A  - PCV non-controlled
B  - PCV controlled
1  - Fuel from the HPP
2  - To fuel return
3  - Ball valve
4  - Compression spring
5  - Armature
6  - Coil energised
7  - Control pin
8  - High pressure fuel
9  - Control current
10  - Characteristic of the PCV

PCV Non-controlled (A)

The ball valve (3) will only be operated through the force exerted upon it by the spring (4). Thereby, the PCV is classed as open.

PCV Controlled (B)

The current flowing through the solenoid (6) draws the pin (7) down. This in turn transfers the magnetic force via the pin to the ball valve (3). The pull of the pin, and the pressure on the ball valve, is proportional to the valve flow (9).

HP Common Fuel Rails



The fuel rails are manufactured from forged steel. They store the fuel at high pressure and prevent pressure fluctuations in the HP system.

All HP pipes have an internal diameter of 2.5mm except the pipes to the injectors, which are 3.0mm. Total rail volume is 33cc.

FUEL INJECTORS



1  - Harness connection
2  - HP connection
3  - Control piston
4  - Nozzle needle
5  - Nozzle HP chamber
6  - Nozzle spray holes
7  - Valve mushroom
8  - Fuel return
9  - Valve piston
10  - Piezo actuator

The fuel injectors are operated directly by the ECM for fuel metering (start of injection and quantity of fuel injected).

The operating components of the piezo fuel injectors are:

:
  New injectors can be installed in any cylinder and DO NOT have to be configured.

:
  Each Injection event is controlled by a charge and discharge cycle allowing energy to dissipate in, and recover from, the injector. Never disconnect the wiring connector when the vehicle is running. The injector may remain open thus causing engine damage.

:
  For safety reasons, the engine must be at standstill for 30 seconds before starting work on the HP fuel systems.



Fuel Injector Not Actuated (Not Injecting Fuel)



1  - Piezo actuator
2  - HP connection
3  - Hydraulic force applied on control piston
4  - Hydraulic force acting on tip of nozzle
5  - Control piston
6  - Fuel return
7  - Fuel return
8  - Control piston
9  - Nozzle needle
10  - High pressure chamber of nozzle
11  - Control chamber
12  - Valve mushroom

The HP fuel from the fuel-rail passes through the HP connection (2) into the control chamber (11) and into the HP chamber (10) of the fuel injector nozzle.

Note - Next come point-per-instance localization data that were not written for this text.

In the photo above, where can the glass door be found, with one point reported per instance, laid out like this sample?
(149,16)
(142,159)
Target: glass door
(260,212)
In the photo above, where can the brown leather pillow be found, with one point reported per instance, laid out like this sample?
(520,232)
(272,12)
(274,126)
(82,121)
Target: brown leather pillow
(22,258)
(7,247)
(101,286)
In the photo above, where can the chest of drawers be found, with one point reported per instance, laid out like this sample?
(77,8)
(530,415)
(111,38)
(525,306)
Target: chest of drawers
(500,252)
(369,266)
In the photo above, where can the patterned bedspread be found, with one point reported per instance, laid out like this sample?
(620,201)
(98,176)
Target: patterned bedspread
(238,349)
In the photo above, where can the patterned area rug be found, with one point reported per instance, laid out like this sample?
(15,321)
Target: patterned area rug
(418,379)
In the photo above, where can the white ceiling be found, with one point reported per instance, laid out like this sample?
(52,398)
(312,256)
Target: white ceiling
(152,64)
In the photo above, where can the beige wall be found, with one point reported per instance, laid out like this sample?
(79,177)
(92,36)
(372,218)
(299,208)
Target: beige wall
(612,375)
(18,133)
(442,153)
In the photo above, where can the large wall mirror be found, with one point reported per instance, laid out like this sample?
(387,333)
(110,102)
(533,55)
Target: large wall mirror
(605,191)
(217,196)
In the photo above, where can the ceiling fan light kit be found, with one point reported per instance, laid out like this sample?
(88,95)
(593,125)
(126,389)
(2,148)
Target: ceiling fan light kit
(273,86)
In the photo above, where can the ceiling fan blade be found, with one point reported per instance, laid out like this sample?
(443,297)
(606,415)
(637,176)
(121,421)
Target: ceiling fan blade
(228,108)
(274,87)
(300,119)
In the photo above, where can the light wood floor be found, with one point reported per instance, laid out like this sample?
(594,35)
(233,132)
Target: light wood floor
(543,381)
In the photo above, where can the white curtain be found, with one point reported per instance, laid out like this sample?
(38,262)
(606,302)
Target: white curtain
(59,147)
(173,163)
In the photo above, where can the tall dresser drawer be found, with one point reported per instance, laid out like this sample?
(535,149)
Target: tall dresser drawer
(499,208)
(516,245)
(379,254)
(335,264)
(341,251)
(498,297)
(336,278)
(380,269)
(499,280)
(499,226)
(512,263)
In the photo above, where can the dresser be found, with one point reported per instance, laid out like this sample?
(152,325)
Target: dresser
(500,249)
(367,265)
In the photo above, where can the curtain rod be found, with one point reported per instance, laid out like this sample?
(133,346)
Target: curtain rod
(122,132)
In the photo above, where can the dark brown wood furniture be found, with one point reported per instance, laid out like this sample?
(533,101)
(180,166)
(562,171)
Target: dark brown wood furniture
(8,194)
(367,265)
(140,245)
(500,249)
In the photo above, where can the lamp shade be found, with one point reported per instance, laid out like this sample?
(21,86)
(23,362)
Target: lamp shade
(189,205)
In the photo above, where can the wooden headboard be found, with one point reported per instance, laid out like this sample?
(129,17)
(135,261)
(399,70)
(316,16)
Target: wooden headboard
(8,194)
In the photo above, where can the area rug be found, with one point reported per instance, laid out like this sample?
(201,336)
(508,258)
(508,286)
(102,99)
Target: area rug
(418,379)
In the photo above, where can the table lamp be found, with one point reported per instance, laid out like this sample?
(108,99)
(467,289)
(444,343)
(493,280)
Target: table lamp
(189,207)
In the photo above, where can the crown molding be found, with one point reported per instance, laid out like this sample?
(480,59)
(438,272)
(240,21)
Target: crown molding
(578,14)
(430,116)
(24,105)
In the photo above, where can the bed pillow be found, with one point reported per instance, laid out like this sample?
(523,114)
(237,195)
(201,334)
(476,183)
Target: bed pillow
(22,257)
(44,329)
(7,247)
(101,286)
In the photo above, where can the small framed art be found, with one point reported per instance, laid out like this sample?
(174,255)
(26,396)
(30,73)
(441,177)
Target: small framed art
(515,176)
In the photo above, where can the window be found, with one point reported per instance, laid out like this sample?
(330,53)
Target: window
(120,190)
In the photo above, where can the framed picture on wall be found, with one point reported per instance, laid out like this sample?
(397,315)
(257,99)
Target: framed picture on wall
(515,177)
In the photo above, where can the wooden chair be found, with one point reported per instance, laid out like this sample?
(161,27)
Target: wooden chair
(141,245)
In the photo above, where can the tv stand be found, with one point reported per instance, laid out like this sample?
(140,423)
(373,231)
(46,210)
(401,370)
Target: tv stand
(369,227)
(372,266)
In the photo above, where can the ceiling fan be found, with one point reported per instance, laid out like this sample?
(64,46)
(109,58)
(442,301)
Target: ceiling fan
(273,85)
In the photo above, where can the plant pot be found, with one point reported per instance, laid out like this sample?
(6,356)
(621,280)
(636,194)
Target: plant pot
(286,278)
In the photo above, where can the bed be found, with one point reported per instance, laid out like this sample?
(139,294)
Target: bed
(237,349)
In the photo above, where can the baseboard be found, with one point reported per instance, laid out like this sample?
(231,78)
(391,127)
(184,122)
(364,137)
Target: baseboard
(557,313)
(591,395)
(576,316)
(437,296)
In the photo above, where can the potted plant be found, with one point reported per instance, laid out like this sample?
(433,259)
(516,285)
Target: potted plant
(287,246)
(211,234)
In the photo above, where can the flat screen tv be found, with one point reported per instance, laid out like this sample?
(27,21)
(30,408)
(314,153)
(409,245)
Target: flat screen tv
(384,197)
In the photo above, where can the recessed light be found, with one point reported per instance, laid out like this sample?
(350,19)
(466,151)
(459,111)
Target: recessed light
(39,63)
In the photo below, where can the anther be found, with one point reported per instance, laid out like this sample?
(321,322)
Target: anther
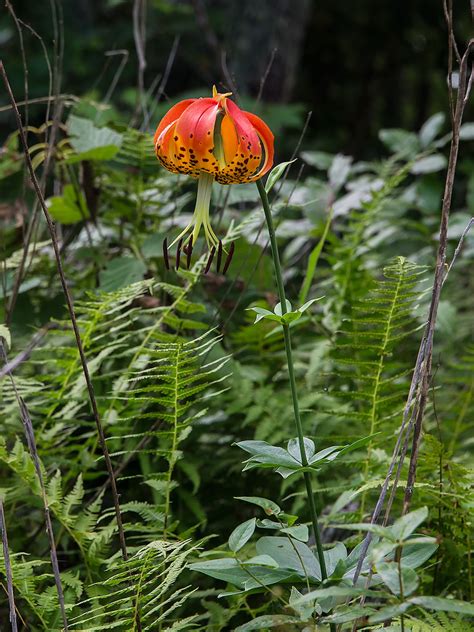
(188,249)
(178,252)
(219,256)
(165,253)
(229,258)
(209,261)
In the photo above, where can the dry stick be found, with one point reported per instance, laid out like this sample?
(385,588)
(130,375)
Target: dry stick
(72,316)
(66,98)
(163,82)
(8,569)
(439,273)
(31,441)
(25,354)
(20,273)
(420,379)
(139,11)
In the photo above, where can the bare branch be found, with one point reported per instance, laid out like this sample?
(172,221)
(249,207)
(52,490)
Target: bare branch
(8,569)
(72,315)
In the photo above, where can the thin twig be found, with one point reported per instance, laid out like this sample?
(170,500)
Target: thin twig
(139,12)
(440,272)
(163,82)
(31,441)
(26,353)
(417,397)
(459,246)
(8,569)
(72,316)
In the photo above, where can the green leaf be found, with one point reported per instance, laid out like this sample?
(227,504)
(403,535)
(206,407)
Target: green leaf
(68,208)
(121,272)
(444,604)
(406,525)
(304,610)
(414,555)
(389,612)
(90,142)
(5,334)
(267,621)
(466,131)
(275,174)
(400,141)
(299,532)
(268,506)
(431,128)
(231,571)
(241,534)
(302,560)
(278,310)
(264,313)
(390,575)
(319,159)
(429,164)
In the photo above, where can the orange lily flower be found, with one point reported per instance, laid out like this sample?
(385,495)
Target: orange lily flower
(211,139)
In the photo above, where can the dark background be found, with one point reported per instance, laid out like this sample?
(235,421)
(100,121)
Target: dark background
(358,66)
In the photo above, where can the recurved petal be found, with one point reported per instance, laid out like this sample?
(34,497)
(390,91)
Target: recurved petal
(245,132)
(194,136)
(172,115)
(267,139)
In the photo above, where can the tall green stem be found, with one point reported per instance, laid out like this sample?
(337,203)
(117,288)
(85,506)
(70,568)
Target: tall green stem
(291,375)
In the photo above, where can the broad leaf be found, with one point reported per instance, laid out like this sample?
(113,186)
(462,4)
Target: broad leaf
(275,175)
(241,534)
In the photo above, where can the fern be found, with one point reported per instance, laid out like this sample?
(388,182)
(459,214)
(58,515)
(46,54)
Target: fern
(349,253)
(142,588)
(370,377)
(439,622)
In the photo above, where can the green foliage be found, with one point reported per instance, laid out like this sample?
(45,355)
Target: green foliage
(183,378)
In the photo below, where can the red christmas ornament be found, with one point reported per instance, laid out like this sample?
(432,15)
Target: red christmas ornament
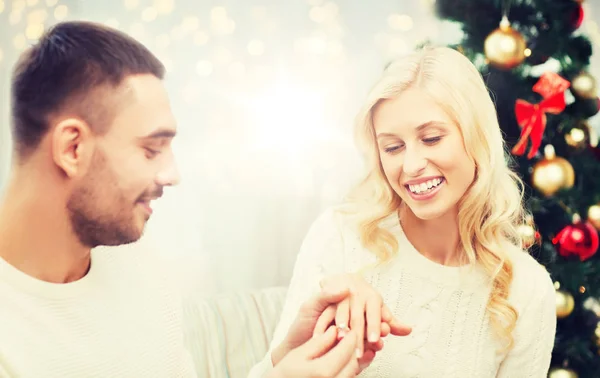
(579,239)
(532,117)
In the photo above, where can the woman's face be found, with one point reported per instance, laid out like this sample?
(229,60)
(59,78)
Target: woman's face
(422,154)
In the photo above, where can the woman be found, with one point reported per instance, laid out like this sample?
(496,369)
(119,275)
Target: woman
(432,228)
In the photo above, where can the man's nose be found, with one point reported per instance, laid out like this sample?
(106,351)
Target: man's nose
(169,175)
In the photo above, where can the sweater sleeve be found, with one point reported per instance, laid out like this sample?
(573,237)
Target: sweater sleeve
(321,254)
(535,329)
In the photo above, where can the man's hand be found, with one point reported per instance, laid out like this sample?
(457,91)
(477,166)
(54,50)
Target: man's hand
(363,311)
(320,357)
(302,329)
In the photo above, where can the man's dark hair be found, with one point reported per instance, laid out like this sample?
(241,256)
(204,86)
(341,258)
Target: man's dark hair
(74,67)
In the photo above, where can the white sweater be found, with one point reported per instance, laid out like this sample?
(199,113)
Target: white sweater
(445,305)
(123,319)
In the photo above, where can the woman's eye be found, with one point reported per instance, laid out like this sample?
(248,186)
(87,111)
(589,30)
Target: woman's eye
(150,153)
(392,149)
(432,140)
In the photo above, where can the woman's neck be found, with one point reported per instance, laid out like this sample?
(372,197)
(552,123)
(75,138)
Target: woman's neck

The piezo actuator (1) is currentless and the valve mushroom (12) closes the bore to the fuel return (7) by means of spring pressure.

There is how ever a continuous fuel return (6) to vent internal leakage within the injector.

The hydraulic force (3), which is now applied on the control piston by the fuel under high pressure in the control chamber (11) through the control piston (8), is greater than the hydraulic force (4) acting on the tip of the nozzle (since the area of the control piston in the control chamber is greater than the area of the tip of the nozzle).

Fuel Injector Actuated (Injecting Fuel)



1  - High pressure supply
2  - Valve piston
3  - Hydraulic force applied on control piston
4  - Hydraulic force acting on tip of nozzle
5  - Control piston
6  - Fuel return
7  - Piezo actuator
8  - Fuel return
9  - Valve piston
10  - Valve mushroom
11  - Control chamber
12  - Control piston
13  - Nozzle needle

The piezo actuator (7) energized by the ECM extends (charging phase) and presses on the valve piston (9). The valve mushroom (10) opens the bore, which connects the control chamber (11) to the fuel return (8 then 6).

As a result, the pressure in the control chamber drops, and the hydraulic force (4) acting on the tip of the nozzle needle is now greater than the force (3) acting on the control piston in the control chamber.

The nozzle needle (13) moves upwards and the fuel passes through the six spray holes into the combustion chamber.

Engine Starting

During starting, the fuel rail pressure must be at least 150 bar. Should the pressure be below this figure, the injectors will not operate, resulting in the vehicle not starting.

Engine Stopped

To stop the engine the ECM stops energising the piezo actuators, therefore, no fuel is injected and the engine speed drops to zero.